Robert Kroetsch (Peter Midgley/University of Alberta Press)
I first encountered Robert Kroetsch through an excerpt from his novel, The Studhorse Man, in The Tamarack Review in the early 1970s. Then I found the novel itself in Coles bookstore in Polo Park. The novel was wild and crazy and thoroughly Canadian prairie.
I read a few more of his novels and then had the fortune of learning that Kroetsch was going to be teaching an Advanced Creative Writing course at the University of Manitoba in1978. I applied and was thrilled to be accepted.
The evening I first met him in the halls of Fletcher Argue outside his office, he remembered my writing samples and said, "Good stuff." A real live published novelist said that about my clumsy writing.
A few weeks later when the story I had brought to class encountered some hostility, Kroetsch pointed out the light imagery that flowed through the story, giving my deflating ego a boost.
Kroetsch took us seriously as writers--if we showed that we were serious. And as a class I believe we were serious; with classmates such as Sandra Birdsell, Jake Macdonald, Victor Enns, Brian Mackinnon, Margaret Shaw and guests such as Rudy Wiebe, David Arnason, Patrick Lane, and Lorna Crozier one had to take imaginative writing seriously.
This was the year that Kroetsch's novel What the Crow Said came out and for me that novel that turned prairie cliches into myth illustrated what was behind much of Kroetsch's teaching: it is good to write about the place you know, and that the familiar does not have to be mundane, boring, or provincial.
His anecdote about having to explain to his "eastern" editor that on the prairies a "bluff" is a clump of trees rather than a hill, brought home the notion that not only is our place a valid subject to write about, the "local" words we use are valid as those used in London.

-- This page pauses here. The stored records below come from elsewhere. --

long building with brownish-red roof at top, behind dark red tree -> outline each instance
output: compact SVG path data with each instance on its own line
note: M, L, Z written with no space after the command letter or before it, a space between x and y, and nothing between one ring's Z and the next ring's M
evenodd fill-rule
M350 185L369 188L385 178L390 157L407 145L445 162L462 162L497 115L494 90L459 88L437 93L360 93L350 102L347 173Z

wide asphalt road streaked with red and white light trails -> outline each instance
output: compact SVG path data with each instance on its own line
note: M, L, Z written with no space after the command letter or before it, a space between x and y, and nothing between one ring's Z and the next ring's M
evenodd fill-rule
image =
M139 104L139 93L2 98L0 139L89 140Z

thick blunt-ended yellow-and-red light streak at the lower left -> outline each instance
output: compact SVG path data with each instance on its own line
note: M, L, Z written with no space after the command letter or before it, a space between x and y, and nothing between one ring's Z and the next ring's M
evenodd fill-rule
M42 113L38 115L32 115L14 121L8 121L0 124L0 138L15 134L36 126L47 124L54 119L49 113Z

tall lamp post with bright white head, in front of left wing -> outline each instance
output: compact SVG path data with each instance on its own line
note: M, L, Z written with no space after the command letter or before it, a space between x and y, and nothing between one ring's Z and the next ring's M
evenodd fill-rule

Without Kroetsch's influence I might never have dared to write with the language of The Salvation of Yasch Siemens or The Moonlight Sonata of Beethoven Blatz.
When that 1978-79 Advanced Creative Writing class ended we were asking if we could sign up again the next year. Kroetsch laughed and then revealed that he was moving to Lethbridge so we functioned without him for a year, though I did have the audacity to mail him the novel I began in his class after I completed it. He actually read it and sent it back to me.
After a year of missing the nourishment of Kroetsch's class, Victor Enns invited members of the class to meet at his apartment, and so we met every three weeks to share our writing and give each other feedback.
Robert Kroetsch had returned to Winnipeg by then and in August of 1981 was there with us at the riverside farm near Aubigny and gave a talk on post-modern writing at the meeting that established the Manitoba Writers' Guild.
The last time I saw Robert Kroetsch was in November, 2008, when I was writer-in-residence at the Centre for Creative Writing and Oral Culture. He was in the audience for my reading, still supportive, still encouraging.